In Genoa, the most natural choice appears to be support for Enrico Musso, who must attempt a desperate run-up to Marco Doria, while uncertainty remains as to where 13% of the grillino Putti will end up, while in Palermo the challenge is entirely within the left, between the candidate of Italia dei Valori, and great favorite, Leoluca Orlando, who also obtained the support of the UDC, and Fabrizio Ferrandelli, who emerged victorious from the primaries of the Democratic Party, but, as too often happens, unwelcome among the voters .

In L'Aquila, on the other hand, large sections of the local PDL have declared their support for centrist Giorgio De Matteis, as opposed to the centre-left candidate, outgoing mayor Massimo Cialente. And who knows what the Pidiellino electorate will choose in Parma, where, to challenge Bernazzoli of the Democratic Party, Federico Pizzarotti, of the 5 Star Movement, presents himself in the ballot.

The turnout data will also be very important, to understand what remains of the ability to attract consensus Pd and Pdl, which collide directly in 57 municipalities. 

And it is on the challenge between the two Poles that the main game is played. Even if in the first round, as far as the capitals are concerned, the match ended in substantial equality, the PDL shows up for the appointment with the ballots in trouble and short of breath, abandoned by the wide desertion of its voters and faced with the concrete risk that defeat could turn into defeat as it goes along.

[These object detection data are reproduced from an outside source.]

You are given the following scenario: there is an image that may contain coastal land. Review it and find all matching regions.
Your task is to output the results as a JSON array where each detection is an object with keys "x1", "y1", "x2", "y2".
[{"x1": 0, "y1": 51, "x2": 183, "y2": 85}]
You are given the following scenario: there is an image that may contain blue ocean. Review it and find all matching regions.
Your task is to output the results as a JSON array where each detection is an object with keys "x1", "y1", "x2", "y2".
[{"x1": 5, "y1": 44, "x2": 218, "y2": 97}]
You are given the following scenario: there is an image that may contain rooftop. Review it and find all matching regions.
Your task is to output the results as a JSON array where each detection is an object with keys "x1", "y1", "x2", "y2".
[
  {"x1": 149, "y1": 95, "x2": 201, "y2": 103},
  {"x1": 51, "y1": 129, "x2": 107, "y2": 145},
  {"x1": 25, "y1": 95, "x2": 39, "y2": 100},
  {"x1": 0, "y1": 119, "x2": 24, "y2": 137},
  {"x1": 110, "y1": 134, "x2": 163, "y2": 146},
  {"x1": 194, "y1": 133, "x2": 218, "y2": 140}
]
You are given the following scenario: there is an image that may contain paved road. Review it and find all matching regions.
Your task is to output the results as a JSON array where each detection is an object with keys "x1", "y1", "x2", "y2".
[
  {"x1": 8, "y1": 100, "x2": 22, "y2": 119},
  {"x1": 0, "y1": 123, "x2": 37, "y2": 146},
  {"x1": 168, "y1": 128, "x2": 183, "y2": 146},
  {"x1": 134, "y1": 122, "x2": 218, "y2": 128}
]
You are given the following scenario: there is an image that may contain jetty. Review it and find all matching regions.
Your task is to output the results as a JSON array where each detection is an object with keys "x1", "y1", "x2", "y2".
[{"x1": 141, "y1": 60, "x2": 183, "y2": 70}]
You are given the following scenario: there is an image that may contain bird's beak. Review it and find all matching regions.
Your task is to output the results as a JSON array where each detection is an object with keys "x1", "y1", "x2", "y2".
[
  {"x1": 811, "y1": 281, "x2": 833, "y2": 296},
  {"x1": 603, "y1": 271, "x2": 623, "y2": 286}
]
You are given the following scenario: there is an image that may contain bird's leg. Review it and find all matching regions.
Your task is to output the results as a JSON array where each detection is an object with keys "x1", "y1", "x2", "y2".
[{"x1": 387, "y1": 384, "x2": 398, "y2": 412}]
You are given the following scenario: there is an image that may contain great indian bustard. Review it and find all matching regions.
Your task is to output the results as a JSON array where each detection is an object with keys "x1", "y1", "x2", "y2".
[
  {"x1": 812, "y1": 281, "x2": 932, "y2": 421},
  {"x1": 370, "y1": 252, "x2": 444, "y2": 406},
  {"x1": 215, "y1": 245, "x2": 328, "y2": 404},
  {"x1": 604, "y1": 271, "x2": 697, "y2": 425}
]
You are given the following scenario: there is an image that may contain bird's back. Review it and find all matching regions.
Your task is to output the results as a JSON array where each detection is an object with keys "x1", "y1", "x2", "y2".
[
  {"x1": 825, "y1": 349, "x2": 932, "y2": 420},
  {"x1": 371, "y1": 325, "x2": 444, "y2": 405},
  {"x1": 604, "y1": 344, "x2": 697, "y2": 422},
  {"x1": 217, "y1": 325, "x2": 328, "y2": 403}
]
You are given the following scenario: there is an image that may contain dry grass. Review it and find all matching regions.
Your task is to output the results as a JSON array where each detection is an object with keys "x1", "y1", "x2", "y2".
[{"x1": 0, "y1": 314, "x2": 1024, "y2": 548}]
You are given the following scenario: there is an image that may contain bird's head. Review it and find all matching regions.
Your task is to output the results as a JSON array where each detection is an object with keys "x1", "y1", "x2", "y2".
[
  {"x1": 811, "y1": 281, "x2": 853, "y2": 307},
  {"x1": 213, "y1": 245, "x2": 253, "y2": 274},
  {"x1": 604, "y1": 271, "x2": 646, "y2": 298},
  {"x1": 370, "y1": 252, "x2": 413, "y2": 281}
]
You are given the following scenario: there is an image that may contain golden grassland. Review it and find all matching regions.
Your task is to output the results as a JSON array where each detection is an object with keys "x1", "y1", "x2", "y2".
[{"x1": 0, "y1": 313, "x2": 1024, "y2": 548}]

The Pdl, in fact, appears on the ballot only in 8 of the 19 capitals still to be assigned (and has concrete hopes of victory only in three of them), while the Democratic Party reached the second round in 17 municipalities and was ahead in the first round in 13. As for the other municipalities, out of 101 ballots, the center-left is ahead in 82, and can nurture the well-founded hope of wresting some of its strongholds in the North from the right, creeping into the rifts between the Lega and Pdl.

There is nothing left now but to wait for the outcome of the vote. Only then will we have organic answers on the relations between the parties and on their ability, faced with a direct challenge, not only to mobilize their base, but also and above all to add up the electorates. The future of Italian politics passes through here.